Geschlossen werden drei landesweit ausgestrahlte TV-Programme, ein über Sattelit ausgestrahltes Programm, sieben landesweit ausgestrahlte Radioprogramme sowie 19 regionale Radiosender. Geplant sei, in den nächsten Monaten ein neues Konzept für einen kleineren staatlichen TV- und Hörfunk-Sender mit rund 1000 Mitarbeitern auszuarbeiten, hieß es in Athen. Vorbild sollten die modernsten Anstalten Europas sein.
Die Gewerkschaft der Staatsbediensteten (ADEDY) rief zum Widerstand gegen den Regierungsbeschluss auf. Versammlungen gab es vor den Gebäuden des staatlichen Radios in allen Provinzen. Zudem meldeten sich hunderte Auslandsgriechen telefonisch und über das Internet und forderten die Rücknahme des Beschlusses. Auch der griechische Erzbischof Hieronymus II. bezeichnete die Schließung als "undenkbar".
Land muss Staatsbedienstete los werden
Die Schließung der ERT wurde zunächst mit einem Ministerialerlass angeordnet, den nur die Minister unterzeichneten, die der größten Regierungspartei Nea Dimokratia (Konservative) nahestehen. Die Minister der Sozialisten und der Demokratischen Linken haben nicht unterzeichnet, gaben die beiden Partein bekannt. Des entsprechende Gesetz soll später verabschiedet werden. Beobachter befürchteten jedoch, dass das Gesetz im Parlament zu Turbulenzen führen könnte. Sprecher der beiden kleineren Koalitionsparteien erklärten am Dienstagabend, ihre Abgeordneten würden das Gesetz nicht billigen.

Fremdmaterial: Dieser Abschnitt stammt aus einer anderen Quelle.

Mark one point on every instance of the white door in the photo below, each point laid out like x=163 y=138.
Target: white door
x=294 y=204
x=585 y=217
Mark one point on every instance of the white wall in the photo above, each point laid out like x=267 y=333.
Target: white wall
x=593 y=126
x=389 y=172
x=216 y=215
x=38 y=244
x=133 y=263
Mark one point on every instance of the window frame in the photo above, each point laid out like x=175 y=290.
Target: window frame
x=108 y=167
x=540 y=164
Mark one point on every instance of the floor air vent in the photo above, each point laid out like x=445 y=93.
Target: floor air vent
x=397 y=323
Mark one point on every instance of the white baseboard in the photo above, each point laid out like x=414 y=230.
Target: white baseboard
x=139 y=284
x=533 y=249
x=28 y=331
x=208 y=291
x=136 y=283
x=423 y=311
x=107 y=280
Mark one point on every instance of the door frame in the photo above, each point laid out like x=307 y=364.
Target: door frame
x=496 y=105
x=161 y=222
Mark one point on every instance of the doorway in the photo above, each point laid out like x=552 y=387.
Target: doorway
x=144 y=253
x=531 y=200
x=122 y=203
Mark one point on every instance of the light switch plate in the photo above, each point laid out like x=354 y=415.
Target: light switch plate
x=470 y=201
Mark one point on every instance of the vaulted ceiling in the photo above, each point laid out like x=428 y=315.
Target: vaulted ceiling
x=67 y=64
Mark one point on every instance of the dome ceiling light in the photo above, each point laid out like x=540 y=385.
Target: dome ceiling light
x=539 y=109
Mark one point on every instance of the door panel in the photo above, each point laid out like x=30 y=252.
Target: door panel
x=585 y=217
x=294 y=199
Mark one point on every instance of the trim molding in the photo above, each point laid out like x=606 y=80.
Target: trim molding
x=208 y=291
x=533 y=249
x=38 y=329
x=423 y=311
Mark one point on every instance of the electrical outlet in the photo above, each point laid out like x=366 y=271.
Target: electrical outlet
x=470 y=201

Griechenland muss im Rahmen seines Konsolidierungsprogramms bis Ende des Jahres 4000 Staatsbedienstete entlassen. Bis Ende 2014 sollen 15.000 gehen. Die EU-Kommission in Brüssel betonte erst am Dienstag, es sei wichtig, dass Athen die vereinbarten Reformen des laufenden Programms in die Tat umsetze. Mit Blick auf den gescheiterten Verkauf des griechischen Gasversorgers Depa sagte EU-Währungskommissar Olli Rehn, er sei zuversichtlich, dass die nächste Privatisierungsrunde erfolgreich sein werde.